Improved standards for prenatal diagnosis of citrullinemia

Citrullinemia type I is a urea cycle disorder caused by autosomal recessive mutations in argininosuccinate synthetase 1 (ASS1). In the classical form of this disease, symptoms manifest during the neonatal period as progressive lethargy, poor feeding, and central nervous system depression secondary to hyperammonemia. In pregnancies involving two carrier parents, prenatal diagnosis is important for both reproductive decisions and advanced preparation for neonatal care. The current gold standard for prenatal diagnosis has been the citrulline incorporation assay in addition to DNA mutation analysis.

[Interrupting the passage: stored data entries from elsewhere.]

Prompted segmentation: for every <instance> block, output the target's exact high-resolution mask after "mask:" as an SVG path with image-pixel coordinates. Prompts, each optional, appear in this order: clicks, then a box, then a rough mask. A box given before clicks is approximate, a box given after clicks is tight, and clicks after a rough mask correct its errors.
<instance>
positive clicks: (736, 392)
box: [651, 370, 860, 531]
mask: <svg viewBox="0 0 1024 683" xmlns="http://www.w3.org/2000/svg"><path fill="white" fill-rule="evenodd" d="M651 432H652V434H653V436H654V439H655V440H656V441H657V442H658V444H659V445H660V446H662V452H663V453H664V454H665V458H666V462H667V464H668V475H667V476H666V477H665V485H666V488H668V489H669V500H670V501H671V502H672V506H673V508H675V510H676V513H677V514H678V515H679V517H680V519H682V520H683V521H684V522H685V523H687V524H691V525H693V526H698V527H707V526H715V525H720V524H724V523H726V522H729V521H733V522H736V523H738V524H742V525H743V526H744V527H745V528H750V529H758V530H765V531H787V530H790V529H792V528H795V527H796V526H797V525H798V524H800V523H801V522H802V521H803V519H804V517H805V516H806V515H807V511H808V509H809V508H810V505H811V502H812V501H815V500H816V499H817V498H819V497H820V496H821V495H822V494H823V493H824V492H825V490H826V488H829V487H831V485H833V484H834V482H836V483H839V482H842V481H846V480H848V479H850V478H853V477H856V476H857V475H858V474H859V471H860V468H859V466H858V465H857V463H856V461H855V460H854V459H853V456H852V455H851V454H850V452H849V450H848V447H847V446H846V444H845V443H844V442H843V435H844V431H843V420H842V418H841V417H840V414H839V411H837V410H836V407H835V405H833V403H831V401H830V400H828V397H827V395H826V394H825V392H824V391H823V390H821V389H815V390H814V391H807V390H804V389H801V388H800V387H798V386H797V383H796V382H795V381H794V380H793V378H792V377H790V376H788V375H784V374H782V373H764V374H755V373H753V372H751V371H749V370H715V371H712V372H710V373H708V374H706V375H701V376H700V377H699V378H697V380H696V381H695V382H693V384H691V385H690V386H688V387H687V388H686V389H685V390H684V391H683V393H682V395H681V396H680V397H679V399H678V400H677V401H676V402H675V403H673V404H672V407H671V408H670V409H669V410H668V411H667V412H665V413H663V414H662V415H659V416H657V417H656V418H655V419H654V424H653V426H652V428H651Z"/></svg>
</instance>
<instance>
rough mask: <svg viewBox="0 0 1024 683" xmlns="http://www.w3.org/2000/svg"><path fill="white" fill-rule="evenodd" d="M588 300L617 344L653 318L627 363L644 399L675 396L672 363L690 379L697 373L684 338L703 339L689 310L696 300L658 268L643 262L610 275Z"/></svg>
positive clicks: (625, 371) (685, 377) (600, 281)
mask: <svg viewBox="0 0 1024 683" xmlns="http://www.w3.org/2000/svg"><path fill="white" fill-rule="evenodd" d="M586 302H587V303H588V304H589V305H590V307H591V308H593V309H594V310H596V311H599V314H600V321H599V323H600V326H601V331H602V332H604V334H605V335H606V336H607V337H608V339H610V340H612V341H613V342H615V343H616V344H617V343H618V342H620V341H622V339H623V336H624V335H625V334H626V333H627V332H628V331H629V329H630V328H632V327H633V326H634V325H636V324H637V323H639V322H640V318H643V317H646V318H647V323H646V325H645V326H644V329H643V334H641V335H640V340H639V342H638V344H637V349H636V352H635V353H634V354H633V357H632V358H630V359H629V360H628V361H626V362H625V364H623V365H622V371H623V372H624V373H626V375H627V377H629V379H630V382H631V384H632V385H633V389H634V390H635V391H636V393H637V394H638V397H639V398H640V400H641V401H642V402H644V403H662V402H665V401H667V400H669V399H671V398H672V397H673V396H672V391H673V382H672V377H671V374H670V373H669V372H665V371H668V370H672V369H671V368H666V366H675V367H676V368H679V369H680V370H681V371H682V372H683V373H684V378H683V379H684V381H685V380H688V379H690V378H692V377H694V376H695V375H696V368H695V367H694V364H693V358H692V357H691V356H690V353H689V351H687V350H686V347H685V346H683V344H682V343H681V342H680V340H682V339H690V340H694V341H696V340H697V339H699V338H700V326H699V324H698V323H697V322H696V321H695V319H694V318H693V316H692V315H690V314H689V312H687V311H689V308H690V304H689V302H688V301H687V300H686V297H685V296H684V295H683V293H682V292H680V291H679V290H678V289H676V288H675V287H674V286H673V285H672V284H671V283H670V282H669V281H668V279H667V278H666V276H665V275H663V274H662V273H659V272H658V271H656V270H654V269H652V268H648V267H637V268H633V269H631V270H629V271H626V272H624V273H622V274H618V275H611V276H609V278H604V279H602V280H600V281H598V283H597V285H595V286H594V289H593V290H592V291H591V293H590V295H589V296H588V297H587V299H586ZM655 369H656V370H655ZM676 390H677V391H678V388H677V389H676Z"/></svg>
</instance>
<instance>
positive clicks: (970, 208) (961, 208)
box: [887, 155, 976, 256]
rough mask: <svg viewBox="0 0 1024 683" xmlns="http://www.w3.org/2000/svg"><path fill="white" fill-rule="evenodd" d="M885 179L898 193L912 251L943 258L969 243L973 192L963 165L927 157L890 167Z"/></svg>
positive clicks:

Herein, we review our experience with prenatal diagnosis of citrullinemia type I over the span of 11 years in 41 at-risk pregnancies. During this time, we identified 15 affected fetuses using a combination of molecular and biochemical testing. Given the established limitations of both the citrulline incorporation assay as well DNA mutation analysis, we probed our data to assess the value of amniotic fluid amino acid levels in prenatal diagnosis. Previous publications have proposed using the amniotic fluid ratio of citrulline/(arginine + ornithine) in prenatal diagnosis; however, we noted that amniotic fluid arginine levels were normal in our cohort and hypothesized that the amniotic fluid citrulline/ornithine ratio may be superior. Indeed, our analyses revealed that the ratio of amniotic fluid citrulline/ornithine alone correctly distinguished affected from unaffected fetuses in all cases. During the establishment of a normal reference range we discovered significant elevations in amniotic fluid citrulline levels in at-risk pregnancies compared to the normal population even when the fetus was unaffected. This highlights the importance of using amniotic fluid from carrier mothers when setting up a normal reference range. Finally, we report our experience as one of the first centers to adopt Sanger sequencing for prospective prenatal diagnosis of citrullinemia. While this is clearly a useful tool in many cases, we encountered families for whom molecular analysis uncovered variants of unknown clinical significance or no mutation at all. Based upon these new findings, we recommend a combinatorial approach involving ASS1 sequencing and amniotic fluid citrulline/ornithine for the prenatal diagnosis of citrullinemia type I.